Taiwan braces for return of Typhoon Tembin

Taiwan warned Sunday that Typhoon Tembin was likely to return as people struggled to clear mud-filled homes after the storm pounded the south of the island with the heaviest rains in more than a century.

The storm appeared to be heading back towards Pingtung county where people were still reeling from the flooding sparked by Tembin when it swept across the southern tip of the island Friday.

Tembin weakened to a tropical storm after moving out to sea the same day but the Central Weather Bureau said it had intensified into a typhoon again Sunday.

"Tembin regained strength and became a typhoon again early this morning. It was moving east-southeasterly," the bureau said.

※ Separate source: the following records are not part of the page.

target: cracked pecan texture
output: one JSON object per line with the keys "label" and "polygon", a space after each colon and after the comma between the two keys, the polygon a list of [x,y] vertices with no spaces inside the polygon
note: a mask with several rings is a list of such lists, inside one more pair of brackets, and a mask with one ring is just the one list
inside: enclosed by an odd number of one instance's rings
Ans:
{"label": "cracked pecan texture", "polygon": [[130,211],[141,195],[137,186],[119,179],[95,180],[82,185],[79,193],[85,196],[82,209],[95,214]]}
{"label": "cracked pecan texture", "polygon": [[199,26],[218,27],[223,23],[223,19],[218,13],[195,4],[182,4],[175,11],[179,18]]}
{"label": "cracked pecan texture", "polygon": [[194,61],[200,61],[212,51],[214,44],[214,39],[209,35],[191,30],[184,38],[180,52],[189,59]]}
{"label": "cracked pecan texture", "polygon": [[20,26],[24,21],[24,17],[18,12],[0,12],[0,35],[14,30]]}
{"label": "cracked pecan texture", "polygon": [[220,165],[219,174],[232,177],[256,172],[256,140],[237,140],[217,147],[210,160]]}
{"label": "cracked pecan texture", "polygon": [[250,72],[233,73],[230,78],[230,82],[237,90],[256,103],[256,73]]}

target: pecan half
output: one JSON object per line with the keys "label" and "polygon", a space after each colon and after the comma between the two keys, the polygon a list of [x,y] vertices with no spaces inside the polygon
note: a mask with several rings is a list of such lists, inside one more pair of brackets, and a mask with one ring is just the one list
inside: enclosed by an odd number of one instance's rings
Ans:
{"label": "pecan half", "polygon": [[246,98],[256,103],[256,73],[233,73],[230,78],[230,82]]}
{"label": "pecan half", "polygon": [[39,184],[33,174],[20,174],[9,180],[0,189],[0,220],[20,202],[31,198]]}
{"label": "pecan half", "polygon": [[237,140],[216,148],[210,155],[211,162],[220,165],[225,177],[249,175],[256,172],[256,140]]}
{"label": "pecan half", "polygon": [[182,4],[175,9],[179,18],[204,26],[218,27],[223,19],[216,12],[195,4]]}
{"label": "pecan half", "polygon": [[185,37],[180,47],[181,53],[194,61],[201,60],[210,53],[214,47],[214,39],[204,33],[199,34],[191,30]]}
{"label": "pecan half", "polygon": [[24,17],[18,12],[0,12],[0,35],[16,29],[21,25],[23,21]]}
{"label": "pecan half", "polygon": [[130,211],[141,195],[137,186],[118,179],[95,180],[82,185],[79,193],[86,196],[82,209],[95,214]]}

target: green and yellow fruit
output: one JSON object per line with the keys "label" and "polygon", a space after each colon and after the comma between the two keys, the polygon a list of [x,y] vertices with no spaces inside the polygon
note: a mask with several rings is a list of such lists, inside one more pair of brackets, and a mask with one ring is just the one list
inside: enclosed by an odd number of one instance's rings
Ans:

Although the typhoon was still hundreds of kilometres (miles) from the island, the bureau predicted downpours in the south and southeast and called on people there to take precautions.

On its current track, Tembin was forecast to make landfall again in Pingtung Tuesday morning and move northward off the east coast.

"The clean-up has yet been finished even though we've kept working the past three days. And now I heard the typhoon is coming back," the owner of a shop in Hengchun township, told the Sanli cable news network.

"This typhoon has destroyed much of my hard work over the past 20 years," he said, visibly upset, while other members of the family used mops to remove thick mud from the floor.

The storm's unusual movement was affected by Typhoon Bolaven which struck Japan's Okinawa on Sunday, about 800 kilometres (500 miles) east of Taiwan.

Tembin forced more than 8,000 people to evacuate their homes islandwide when the most torrential rain in more than a century struck Pingtung county.

Weather bureau data indicated Pingtung has received 724 millimetres (29 inches) of rain since Wednesday, while the township of Hengchun saw more than 600 millimetres of rainfall on Friday alone.

The defence ministry mobilised more than 2,000 soldiers to help people in that area clean up their homes.

Damage to the agriculture sector totalled Tw$168 million ($5.6 million), according to the Council of Agriculture Affairs.

As of 0930 GMT, Typhoon Tembin was around 400 kilometres southwest of the main southern city of Kaohsiung.

With a radius of 180 kilometres, the typhoon was packing gusts of up to 126 kilometres per hour and moving east-southeast at five kph.